O conhecimento é a certeza. É o contacto entre o sujeito humano e um objecto material, ideal ou de outra natureza, intrínseco ou extrínseco ao sujeito. Essa é a definição correcta. A justificação - conjunto de inferências para fundamentar, estruturar e consolidar o conhecimento obtido por intuição - vem, em regra, depois das intuições cognoscentes. Essa justificação não é condição do conhecimento: é um conhecimento suplementar que se adiciona ao conhecimento originário, intuitivo, destituído de justificação.
Se algum estudante escrevesse na prova de Exame de Filosofia o que aqui escrevo, seria penalizado, segundo os critérios de correcção...
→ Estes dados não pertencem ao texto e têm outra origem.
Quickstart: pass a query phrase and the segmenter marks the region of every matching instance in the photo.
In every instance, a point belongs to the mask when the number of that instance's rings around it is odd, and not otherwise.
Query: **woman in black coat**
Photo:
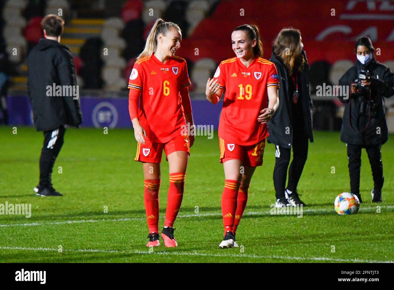
[[[357,60],[339,80],[341,86],[350,88],[350,97],[340,96],[345,103],[341,141],[346,144],[350,189],[362,202],[360,194],[361,148],[368,155],[374,179],[373,202],[382,201],[384,178],[381,148],[387,140],[384,97],[394,94],[394,74],[375,58],[375,49],[369,38],[356,42]]]
[[[268,122],[268,142],[275,144],[273,172],[276,207],[305,204],[297,187],[308,157],[308,142],[313,142],[312,102],[309,95],[309,65],[298,29],[284,28],[278,34],[269,60],[276,66],[281,88],[279,108]],[[293,148],[293,160],[287,169]]]

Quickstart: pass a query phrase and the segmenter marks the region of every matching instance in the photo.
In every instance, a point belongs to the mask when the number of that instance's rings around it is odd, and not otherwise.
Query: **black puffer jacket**
[[[394,94],[394,74],[374,57],[365,65],[357,60],[354,66],[349,69],[339,80],[340,85],[350,86],[357,79],[359,73],[362,69],[368,71],[370,75],[374,78],[371,84],[371,99],[375,101],[376,109],[371,111],[369,108],[365,107],[364,109],[366,113],[361,114],[361,101],[359,98],[354,95],[347,97],[339,97],[341,101],[345,104],[341,141],[363,146],[383,144],[388,137],[383,97],[389,97]],[[368,99],[369,97],[364,98],[367,102]]]
[[[79,98],[48,96],[48,86],[76,86],[75,69],[69,50],[55,40],[42,39],[28,58],[28,93],[37,131],[61,125],[78,127],[82,123]]]
[[[304,116],[304,131],[311,142],[313,142],[312,132],[312,101],[309,94],[309,82],[308,76],[309,66],[308,64],[307,55],[303,51],[303,54],[306,62],[304,69],[299,74],[301,86],[300,94]],[[268,140],[270,143],[279,146],[290,148],[293,144],[293,125],[292,124],[291,102],[293,96],[289,96],[288,93],[288,79],[287,69],[283,61],[275,55],[273,52],[269,59],[276,66],[279,76],[281,88],[278,91],[279,107],[272,118],[267,123],[269,136]],[[288,127],[290,130],[287,129]],[[290,133],[290,134],[286,134]]]

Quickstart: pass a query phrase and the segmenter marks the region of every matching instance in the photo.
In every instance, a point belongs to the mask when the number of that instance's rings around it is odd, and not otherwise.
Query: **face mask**
[[[359,55],[358,54],[356,54],[356,55],[357,56],[357,59],[359,60],[359,61],[362,64],[365,64],[371,60],[371,56],[372,55],[372,54],[370,53],[368,55]]]

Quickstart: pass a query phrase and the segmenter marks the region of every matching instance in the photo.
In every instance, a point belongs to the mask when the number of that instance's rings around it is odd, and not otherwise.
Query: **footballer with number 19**
[[[236,231],[246,206],[252,176],[262,165],[267,122],[279,105],[276,67],[261,57],[257,26],[237,27],[231,43],[236,57],[220,63],[214,78],[208,79],[205,92],[214,104],[226,92],[218,132],[225,178],[221,198],[224,238],[219,245],[222,248],[238,247]]]
[[[165,247],[178,245],[173,226],[182,201],[190,147],[194,140],[194,136],[182,132],[186,122],[191,125],[193,119],[186,61],[175,55],[182,37],[177,24],[156,20],[129,80],[129,112],[138,142],[134,160],[142,163],[144,172],[147,247],[160,245],[159,188],[163,149],[168,161],[170,184],[161,236]]]

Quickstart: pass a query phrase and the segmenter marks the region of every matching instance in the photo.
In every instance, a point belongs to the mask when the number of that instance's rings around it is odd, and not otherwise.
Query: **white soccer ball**
[[[343,192],[335,198],[334,207],[338,215],[357,213],[360,208],[360,201],[355,195]]]

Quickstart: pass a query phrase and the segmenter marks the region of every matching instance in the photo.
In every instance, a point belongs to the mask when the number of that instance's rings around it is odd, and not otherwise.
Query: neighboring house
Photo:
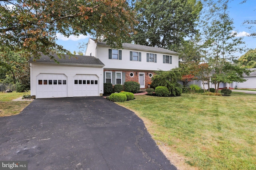
[[[138,82],[142,89],[151,82],[154,72],[178,67],[178,53],[162,48],[124,43],[122,49],[112,49],[106,43],[90,38],[86,55],[95,56],[104,63],[104,82],[123,84]]]
[[[220,88],[256,88],[256,68],[250,68],[252,72],[250,73],[250,75],[247,76],[245,74],[243,75],[244,79],[246,81],[242,82],[232,82],[231,83],[228,83],[221,82],[220,83]],[[207,81],[203,81],[202,80],[193,80],[189,82],[188,86],[190,84],[197,84],[201,88],[203,88],[203,84],[204,84],[204,89],[208,89],[208,83]],[[215,88],[214,83],[210,82],[210,88]]]
[[[250,75],[244,74],[244,77],[247,80],[246,82],[242,83],[234,82],[231,84],[231,87],[237,87],[238,88],[256,88],[256,68],[249,68],[249,70],[252,71]]]
[[[154,72],[178,67],[177,53],[161,48],[123,44],[112,49],[106,43],[90,39],[86,56],[65,55],[59,64],[40,53],[30,66],[30,93],[36,98],[100,96],[103,83],[123,84],[136,81],[148,88]]]

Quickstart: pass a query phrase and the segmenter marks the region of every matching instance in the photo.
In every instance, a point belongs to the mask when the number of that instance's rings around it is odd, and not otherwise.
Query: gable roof
[[[90,39],[96,42],[96,39],[91,38],[90,38]],[[96,43],[98,44],[108,46],[108,45],[107,45],[106,42],[103,42],[102,41],[99,40],[97,41]],[[123,43],[122,44],[122,45],[123,48],[134,49],[148,51],[155,51],[162,53],[176,54],[177,55],[178,54],[178,53],[176,52],[163,49],[162,48],[155,47],[154,47],[147,46],[146,45],[131,44],[126,43]]]
[[[34,57],[32,57],[29,60],[30,63],[48,63],[52,64],[57,64],[53,59],[51,59],[48,55],[44,55],[42,53],[39,53],[41,55],[39,59],[33,61]],[[96,59],[93,56],[86,56],[78,55],[64,55],[64,57],[59,58],[56,53],[51,54],[60,64],[75,64],[80,65],[86,65],[90,66],[103,66],[105,65],[98,59]]]

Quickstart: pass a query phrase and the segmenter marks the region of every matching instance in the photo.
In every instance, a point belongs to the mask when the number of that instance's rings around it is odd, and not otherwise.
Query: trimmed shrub
[[[148,88],[146,90],[146,91],[148,92],[148,94],[151,95],[153,94],[153,92],[155,92],[155,90],[153,88]]]
[[[19,82],[15,84],[16,92],[25,92],[30,90],[30,85],[28,84],[22,84]]]
[[[213,93],[212,92],[206,92],[205,93],[204,93],[202,94],[202,95],[206,95],[206,96],[221,96],[221,94],[218,93]]]
[[[169,90],[167,87],[164,86],[158,86],[156,88],[155,93],[160,97],[166,97],[169,96]]]
[[[186,87],[182,87],[182,93],[190,93],[190,90],[189,89],[189,88],[188,88]]]
[[[112,93],[109,96],[109,100],[112,102],[124,102],[127,100],[127,97],[125,94]]]
[[[136,82],[126,82],[124,83],[124,91],[132,93],[138,93],[140,88],[140,85]]]
[[[111,94],[113,93],[113,85],[112,83],[104,83],[103,86],[104,94]]]
[[[189,87],[191,91],[193,92],[197,92],[201,89],[201,88],[196,84],[191,84]]]
[[[134,99],[134,95],[132,93],[127,92],[121,92],[119,93],[124,94],[126,95],[128,100],[132,100]]]
[[[222,96],[230,96],[232,92],[232,90],[229,88],[224,88],[220,91]]]
[[[113,92],[119,93],[122,91],[124,91],[124,86],[120,84],[116,84],[113,88]]]

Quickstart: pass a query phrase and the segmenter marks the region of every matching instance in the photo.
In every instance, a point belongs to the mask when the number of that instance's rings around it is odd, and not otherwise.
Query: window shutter
[[[112,84],[116,84],[116,72],[112,72]]]
[[[122,60],[122,50],[118,50],[119,52],[119,60]]]
[[[112,50],[108,49],[108,59],[112,59]]]
[[[132,61],[132,51],[130,52],[130,61]]]
[[[124,82],[125,82],[125,72],[122,72],[122,74],[123,75],[122,75],[122,82],[123,83],[123,84],[124,84]]]

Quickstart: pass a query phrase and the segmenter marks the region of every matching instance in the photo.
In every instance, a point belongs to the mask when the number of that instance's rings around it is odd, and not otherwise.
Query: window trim
[[[116,81],[116,79],[117,79],[117,76],[116,76],[116,73],[120,73],[120,74],[121,74],[121,78],[118,78],[118,79],[121,79],[121,83],[120,84],[118,84],[116,82],[117,81]],[[116,71],[115,73],[115,81],[116,82],[116,84],[122,84],[122,79],[123,79],[123,77],[122,77],[122,72],[121,71]]]
[[[106,83],[107,82],[107,73],[110,73],[110,83],[112,83],[112,71],[106,71],[105,72],[105,82]],[[108,79],[109,79],[109,78],[108,78]]]

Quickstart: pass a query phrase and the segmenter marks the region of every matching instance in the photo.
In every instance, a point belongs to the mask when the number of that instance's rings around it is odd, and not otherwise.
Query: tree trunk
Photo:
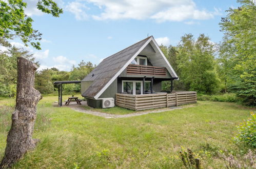
[[[23,57],[18,57],[17,62],[16,107],[12,113],[12,126],[7,136],[5,156],[0,168],[10,167],[27,151],[35,148],[39,141],[32,138],[36,117],[36,105],[42,98],[40,92],[34,88],[37,67]]]

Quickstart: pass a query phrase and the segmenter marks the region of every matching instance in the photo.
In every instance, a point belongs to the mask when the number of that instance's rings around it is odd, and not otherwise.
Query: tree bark
[[[36,105],[42,99],[34,88],[37,67],[31,61],[18,57],[16,107],[12,115],[12,126],[7,136],[5,156],[0,168],[10,167],[28,151],[35,148],[38,139],[32,135],[36,117]]]

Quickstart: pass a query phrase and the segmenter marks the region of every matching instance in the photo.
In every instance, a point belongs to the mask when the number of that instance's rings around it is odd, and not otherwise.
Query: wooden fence
[[[196,102],[196,92],[173,91],[170,94],[135,95],[116,93],[116,105],[136,111]]]

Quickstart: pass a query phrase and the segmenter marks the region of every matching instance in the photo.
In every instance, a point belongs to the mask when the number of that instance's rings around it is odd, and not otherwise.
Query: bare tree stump
[[[12,126],[7,136],[5,156],[0,168],[10,167],[28,151],[34,149],[37,139],[32,135],[36,117],[36,105],[42,99],[34,88],[37,67],[31,61],[18,57],[16,107],[12,115]]]

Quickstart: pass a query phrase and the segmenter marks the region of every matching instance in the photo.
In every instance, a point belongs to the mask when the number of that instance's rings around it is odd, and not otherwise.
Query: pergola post
[[[145,79],[146,76],[143,77],[143,83],[142,84],[142,94],[145,94]]]
[[[172,92],[173,90],[173,79],[171,80],[171,93]]]
[[[58,104],[61,105],[61,103],[60,102],[60,99],[61,98],[60,93],[60,85],[58,84]]]
[[[60,105],[62,106],[62,84],[61,84],[61,104]]]
[[[154,77],[153,76],[151,78],[151,85],[150,85],[150,92],[151,93],[151,94],[153,93],[153,79],[154,78]]]

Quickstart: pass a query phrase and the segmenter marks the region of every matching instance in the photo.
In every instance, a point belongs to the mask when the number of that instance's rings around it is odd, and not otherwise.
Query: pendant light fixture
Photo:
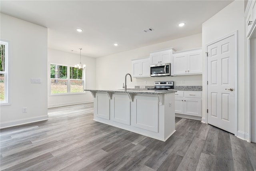
[[[85,69],[86,65],[85,64],[84,64],[82,67],[82,63],[81,63],[81,50],[82,50],[82,48],[80,48],[79,49],[80,50],[80,64],[75,65],[75,68],[78,69],[82,69],[84,70]]]

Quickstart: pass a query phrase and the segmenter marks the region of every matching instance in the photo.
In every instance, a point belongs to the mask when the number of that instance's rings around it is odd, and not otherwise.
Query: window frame
[[[67,78],[51,78],[51,65],[58,65],[58,66],[61,66],[67,67]],[[84,90],[86,89],[86,69],[83,70],[83,76],[82,76],[82,80],[78,80],[78,79],[71,79],[70,78],[70,67],[74,67],[73,66],[66,65],[66,64],[59,64],[55,63],[53,62],[49,63],[49,69],[48,71],[49,72],[49,95],[50,96],[53,96],[56,95],[74,95],[76,94],[86,94],[86,91],[85,91]],[[51,81],[52,80],[67,80],[67,93],[56,93],[52,94],[52,87],[51,87]],[[75,93],[72,93],[70,92],[70,80],[81,80],[83,81],[84,82],[83,86],[83,89],[84,90],[83,92],[75,92]]]
[[[7,40],[2,39],[0,40],[0,44],[4,44],[5,46],[4,54],[4,71],[0,71],[0,74],[3,74],[4,75],[4,101],[0,101],[0,106],[10,105],[10,42]]]

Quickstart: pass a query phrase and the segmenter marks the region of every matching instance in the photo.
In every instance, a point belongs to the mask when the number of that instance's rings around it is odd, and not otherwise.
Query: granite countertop
[[[148,89],[148,88],[154,88],[154,86],[135,86],[134,89]],[[201,91],[203,90],[202,86],[174,86],[174,89],[170,89],[174,91]]]
[[[125,91],[124,89],[86,89],[84,91],[97,92],[108,92],[110,93],[125,93],[133,94],[164,94],[169,93],[174,93],[177,92],[176,90],[162,91],[148,90],[146,89],[130,89]]]

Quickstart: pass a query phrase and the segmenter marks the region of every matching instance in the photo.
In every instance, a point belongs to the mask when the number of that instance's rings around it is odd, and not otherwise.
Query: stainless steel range
[[[168,90],[168,89],[174,88],[173,81],[155,82],[154,88],[148,88],[148,89],[154,89],[160,90]]]

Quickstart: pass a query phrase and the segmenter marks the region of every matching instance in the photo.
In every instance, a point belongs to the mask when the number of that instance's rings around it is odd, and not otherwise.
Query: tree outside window
[[[8,43],[0,42],[0,103],[8,101],[7,52]]]
[[[51,64],[51,94],[83,92],[84,72],[74,67]]]

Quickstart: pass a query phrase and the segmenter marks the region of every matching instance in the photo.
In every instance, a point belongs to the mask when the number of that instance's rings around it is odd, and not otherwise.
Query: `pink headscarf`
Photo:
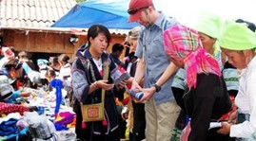
[[[164,44],[168,56],[184,62],[189,89],[196,87],[197,74],[221,76],[218,62],[202,47],[196,30],[182,25],[174,26],[164,32]]]

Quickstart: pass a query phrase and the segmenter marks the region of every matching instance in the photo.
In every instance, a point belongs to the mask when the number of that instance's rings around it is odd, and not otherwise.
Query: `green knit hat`
[[[256,48],[256,34],[244,23],[226,21],[220,46],[230,50]]]
[[[219,16],[208,12],[201,12],[195,25],[195,29],[209,37],[219,39],[222,26],[223,21]]]

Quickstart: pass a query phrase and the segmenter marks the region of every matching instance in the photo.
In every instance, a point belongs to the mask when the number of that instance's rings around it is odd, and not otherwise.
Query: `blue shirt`
[[[146,63],[144,76],[145,88],[149,88],[156,83],[170,63],[169,59],[165,52],[163,30],[161,27],[165,19],[166,16],[161,12],[153,25],[144,27],[140,31],[135,56],[144,58]],[[178,24],[176,20],[169,19],[167,26],[170,27],[176,24]],[[167,81],[162,85],[160,92],[153,95],[156,104],[174,100],[171,91],[172,81],[173,77],[168,79]]]

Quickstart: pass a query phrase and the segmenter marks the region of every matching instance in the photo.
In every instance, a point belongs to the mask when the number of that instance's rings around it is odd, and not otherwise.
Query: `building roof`
[[[0,0],[0,28],[49,27],[75,0]]]

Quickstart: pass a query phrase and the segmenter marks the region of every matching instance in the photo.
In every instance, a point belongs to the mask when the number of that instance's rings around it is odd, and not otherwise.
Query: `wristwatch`
[[[161,90],[161,87],[157,85],[156,83],[153,85],[156,89],[156,92],[159,92]]]

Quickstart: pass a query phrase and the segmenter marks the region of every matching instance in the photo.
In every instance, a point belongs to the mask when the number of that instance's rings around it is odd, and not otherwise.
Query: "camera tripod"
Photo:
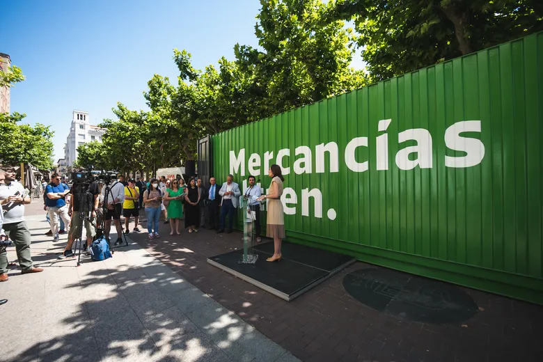
[[[88,223],[91,225],[93,225],[95,228],[96,228],[96,223],[95,223],[93,218],[92,217],[92,215],[90,213],[92,212],[90,210],[89,210],[89,205],[90,205],[90,203],[93,201],[93,195],[91,195],[88,192],[88,184],[82,184],[80,185],[74,185],[73,187],[81,187],[79,192],[73,193],[72,192],[72,197],[78,197],[79,201],[79,207],[81,210],[79,211],[79,217],[81,219],[81,227],[79,228],[79,235],[75,236],[75,238],[74,239],[74,245],[75,246],[76,250],[79,250],[79,255],[77,256],[77,265],[79,267],[81,265],[81,246],[83,245],[83,226],[86,226],[85,221],[88,221]],[[97,217],[98,215],[96,215]],[[86,228],[86,227],[85,228]],[[86,245],[86,238],[85,239],[85,244]],[[89,247],[90,245],[87,245],[86,247]]]

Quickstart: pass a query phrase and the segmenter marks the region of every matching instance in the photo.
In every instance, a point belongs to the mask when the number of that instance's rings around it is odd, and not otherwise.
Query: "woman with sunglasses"
[[[183,205],[181,203],[183,196],[183,189],[179,187],[178,180],[172,180],[171,187],[166,189],[164,195],[164,200],[169,201],[168,217],[170,218],[171,235],[173,235],[174,230],[177,235],[180,235],[179,219],[183,217]]]
[[[143,203],[147,214],[147,231],[149,232],[149,239],[160,237],[158,233],[158,224],[162,197],[159,189],[158,180],[156,178],[151,179],[149,188],[143,193]]]
[[[189,229],[189,233],[198,233],[200,223],[200,212],[198,203],[200,202],[200,194],[196,187],[196,181],[194,178],[189,182],[187,194],[184,196],[185,215],[184,227]]]

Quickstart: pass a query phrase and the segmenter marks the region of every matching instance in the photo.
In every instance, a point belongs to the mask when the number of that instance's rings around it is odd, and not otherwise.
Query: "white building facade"
[[[77,148],[88,142],[102,142],[102,136],[106,130],[98,126],[93,126],[89,122],[88,113],[74,111],[70,133],[64,145],[64,164],[66,168],[72,167],[77,160]]]
[[[0,53],[0,72],[8,72],[11,66],[10,56]],[[0,88],[0,113],[10,113],[10,88]]]

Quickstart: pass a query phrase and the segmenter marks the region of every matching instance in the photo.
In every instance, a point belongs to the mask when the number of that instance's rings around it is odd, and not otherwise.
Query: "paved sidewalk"
[[[9,299],[0,306],[0,361],[299,361],[137,244],[104,262],[82,255],[79,267],[57,261],[66,236],[43,235],[36,204],[26,220],[33,261],[45,270],[14,269],[0,284]]]

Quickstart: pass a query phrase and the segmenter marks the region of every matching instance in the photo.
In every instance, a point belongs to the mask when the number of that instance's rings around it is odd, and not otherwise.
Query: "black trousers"
[[[209,200],[207,211],[210,212],[210,228],[219,229],[219,200]]]
[[[260,205],[249,205],[251,211],[255,212],[255,236],[258,237],[260,236]]]

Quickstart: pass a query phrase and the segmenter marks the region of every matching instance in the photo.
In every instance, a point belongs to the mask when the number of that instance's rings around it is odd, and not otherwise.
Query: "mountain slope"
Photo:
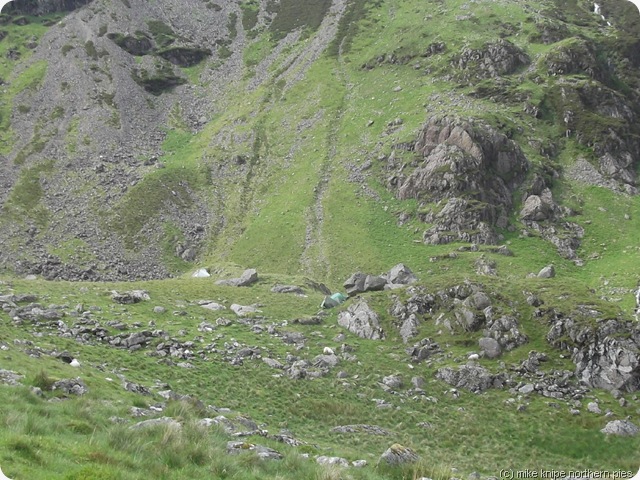
[[[5,107],[3,263],[21,272],[163,277],[198,258],[331,278],[339,246],[379,251],[371,216],[427,221],[430,243],[524,227],[580,261],[583,226],[556,197],[572,179],[635,193],[637,29],[624,2],[611,2],[613,26],[573,2],[127,3],[72,12],[16,62],[16,83],[42,77]],[[502,132],[526,156],[527,180],[482,207],[486,218],[464,179],[462,197],[414,185],[421,126],[443,114],[447,128],[480,122],[467,132],[476,148]],[[445,143],[440,155],[461,146]],[[45,182],[26,201],[11,194]],[[522,195],[545,212],[509,221]],[[441,221],[452,208],[466,223]],[[387,245],[406,244],[384,230]]]

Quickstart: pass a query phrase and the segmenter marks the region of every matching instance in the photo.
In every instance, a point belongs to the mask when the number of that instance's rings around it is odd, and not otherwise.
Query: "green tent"
[[[320,304],[320,306],[322,308],[337,307],[338,305],[343,303],[346,299],[347,297],[345,297],[343,294],[334,293],[333,295],[327,295],[326,297],[324,297],[324,300],[322,300],[322,303]]]

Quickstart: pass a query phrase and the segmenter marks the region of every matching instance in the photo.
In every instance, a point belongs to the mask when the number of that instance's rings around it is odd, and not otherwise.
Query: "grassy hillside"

E no entanto, senhores inquisidores da «filosofia analítica», gente da Arte de (Não) Pensar, a Terra da definição de conhecimento move-se! Não está imóvel frente ao sol da «crença verdadeira justificada» com que nos quereis queimar os neurónios pensantes, usando as insígnias dos vossos barretes cardinalícios de mestres ou doutorados! Há mais e melhores definições de conhecimento além da vossa...
Há conhecimento erróneo, ilusório e conhecimento verdadeiro, empírico, empírico-racional, racional ou supra-racional.
Os mentores ideológicos desta prova - isto é os autores do manual de Filosofia do 11º ano A arte de pensar, da Didáctica Editora, Aires Almeida, Célia Teixeira, Desidério Murcho, Paula Mateus, Pedro Galvão - não atingiram, sequer, a margem do rio do conhecimento filosófico, que é uma corrente holística indivisível , perspectivada desde vários ângulos em redor: não percebem que escravizar alunos e professores à definição, dada em 1963 pelo filósofo norte-amercano de segunda categoria Edmund Gettier (n. 1927), de conhecimento como «crença verdadeira justificada» é uma ditadura antifilosófica de sectários, de gente incapaz de pensar com profundidade.
Ora os testes de Exame Nacional de Filosofia têm de ser muito bem concebidos, com grande amplitude de pensamento e sabedoria, o que, seguramente, não foi o caso.